焦げ跡に残る




「あら」
「あ」
 一組の男女が素っ頓狂な声を出したのは、目の前に『珍しい人物』が現れたからだ。
 いのとサイ、という、ここ数日よく見る組み合わせではあったものの、二人揃って間抜け面をした姿は大変珍しい。
「どうしたの、こんなところで」
「別に…」
 サスケは素直にそう答えた。目的なく里を歩く。それが彼の『目的』であったからだ。
 そんな彼はうちはの家紋が入った黒い服を着ていた。いつも彼は家紋を入れた服を纏っているが、一体どこから入手しているのだと気になったサイは「それ、どこで買ったの?」なんていう一歩間違えれば悪口になってしまう質問を次いで投げた。
 しかしサスケもそのような物言いを気にする男ではない。単純に悪意のない悪意に気づかぬだけなのか、
「家にあったものを着ているだけだ」
 とだけ言った。
「家?」
「…うちはの家だ」
「あぁ、なるほど」
 里の郊外に林立する寂れた廃屋群。

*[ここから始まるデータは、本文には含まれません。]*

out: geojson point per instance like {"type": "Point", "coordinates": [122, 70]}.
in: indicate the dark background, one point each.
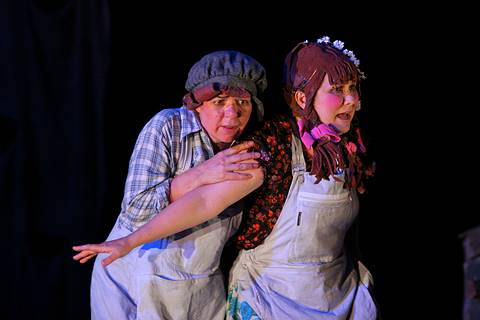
{"type": "Point", "coordinates": [79, 79]}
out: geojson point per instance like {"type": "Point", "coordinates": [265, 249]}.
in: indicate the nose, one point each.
{"type": "Point", "coordinates": [351, 98]}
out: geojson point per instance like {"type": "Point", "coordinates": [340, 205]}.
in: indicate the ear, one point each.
{"type": "Point", "coordinates": [301, 99]}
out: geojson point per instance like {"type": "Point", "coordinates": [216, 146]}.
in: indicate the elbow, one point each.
{"type": "Point", "coordinates": [258, 176]}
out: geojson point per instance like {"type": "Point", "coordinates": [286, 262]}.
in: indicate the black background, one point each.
{"type": "Point", "coordinates": [79, 79]}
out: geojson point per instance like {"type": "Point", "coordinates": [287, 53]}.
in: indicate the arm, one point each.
{"type": "Point", "coordinates": [192, 209]}
{"type": "Point", "coordinates": [223, 166]}
{"type": "Point", "coordinates": [151, 184]}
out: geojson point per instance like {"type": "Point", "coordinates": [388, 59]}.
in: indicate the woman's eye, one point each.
{"type": "Point", "coordinates": [337, 89]}
{"type": "Point", "coordinates": [242, 102]}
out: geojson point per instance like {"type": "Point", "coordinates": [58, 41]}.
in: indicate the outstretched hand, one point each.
{"type": "Point", "coordinates": [117, 249]}
{"type": "Point", "coordinates": [228, 164]}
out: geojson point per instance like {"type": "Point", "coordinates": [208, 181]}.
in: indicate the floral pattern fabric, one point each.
{"type": "Point", "coordinates": [274, 139]}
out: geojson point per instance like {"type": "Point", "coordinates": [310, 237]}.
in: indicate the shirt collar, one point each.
{"type": "Point", "coordinates": [189, 122]}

今ではかつての栄光なく子供達が肝試しに遊ぶことすらなくなった、誰からも見放された屋敷のことである。
 たった十年ではあるが、されど十年だ。雨漏りによって腐った木々はくすみ、壁はひび割れている。サイがその近くを通ったことがあるのはたった数回ではあるが、なんとも薄気味悪い家であったことは覚えていた。
「…お前らは?」
「任務帰りに会ったのよ。最近みんなチームじゃなくて単独任務ばっかりでさ、寂しいんだよね」
「人手不足だからね。しょうがないよ」
 私も野党退治で疲れちゃったーとわざとらしくいのは肩をぐるぐる回して見せた。そして、ちらりとサスケの方を見、「あのさ、そういえば聞きたかったんだけど」と言った。

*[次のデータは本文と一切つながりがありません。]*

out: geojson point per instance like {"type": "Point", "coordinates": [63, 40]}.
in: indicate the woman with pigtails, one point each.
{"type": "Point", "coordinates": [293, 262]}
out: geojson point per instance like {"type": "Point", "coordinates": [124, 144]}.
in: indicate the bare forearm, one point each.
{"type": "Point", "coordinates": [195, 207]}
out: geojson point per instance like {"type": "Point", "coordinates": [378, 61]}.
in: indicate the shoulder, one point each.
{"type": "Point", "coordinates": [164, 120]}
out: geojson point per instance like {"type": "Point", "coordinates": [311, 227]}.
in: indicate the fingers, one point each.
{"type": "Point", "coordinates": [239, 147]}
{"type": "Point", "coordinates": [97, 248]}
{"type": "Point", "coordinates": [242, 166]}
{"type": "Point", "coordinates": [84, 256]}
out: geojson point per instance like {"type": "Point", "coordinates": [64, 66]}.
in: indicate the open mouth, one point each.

「昨日みんなでネジのところ行ったらさ…花、置いてあったんだよね。ナルトもヒナタも置いてないって言ってたけど…もしかして、サスケくんが置いてくれた?」
 先の第四次忍界大戦で犠牲となった者たちの弔いが行われたのは三週間ほど前だ。無限月読がナルトとサスケの二人によって解術され、各影忍たちが和平の話し合いをしていた頃だったであろうか。木の葉の里の合同墓地には所狭しと真新しい墓が敷き詰められ、そのうちの一つの墓石には『日向ネジ』という名前が彫り込まれていた。

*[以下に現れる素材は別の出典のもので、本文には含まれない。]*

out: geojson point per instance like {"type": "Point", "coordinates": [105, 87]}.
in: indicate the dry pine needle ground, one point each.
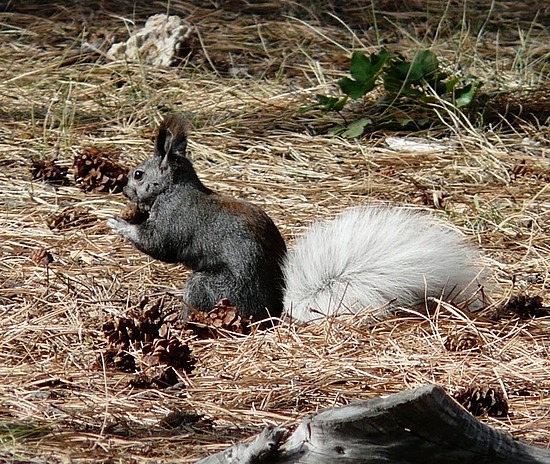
{"type": "Point", "coordinates": [63, 275]}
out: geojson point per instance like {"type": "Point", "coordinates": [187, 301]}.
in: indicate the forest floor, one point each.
{"type": "Point", "coordinates": [68, 285]}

 年齢は上ではあるが同期らと変わらぬように接してきた仲間の一人に花を捧げたのは、紛れもないサスケであった。
 彼は頷いた。
「…オレの処遇はまだ不透明だ。合同葬に顔を出すわけにもいかなかったしな」
「……ありがと。なんだか意外ね」
 いの言葉は最もであった。サイも頷くと、「君はそういう人じゃないとおもったよ」なんていう、失礼極まりない言葉を発した。
「サイ、あんたは一言余計なのよ」
「そうかな」
「えぇ」
 たとえそれが本音でもね。
「それにしてもよく、病院から出てくるのサクラ許したわね。検査だとかなんとか言って、なかなか退院できないみたいな話じゃなかったの?」
 ナルトと異なり、サスケの身体における治癒能力は『常人並み』である。無論、一時は大蛇丸から得た白蛇の力によって尾獣とまではいかないが、かなり高い治癒能力を持っていた時期もあった。だがそれは過去のこと。今の彼の身体は『並みの人間』と同じであり、合同葬が行われていた頃にはまだベッドの住人であったはずだ。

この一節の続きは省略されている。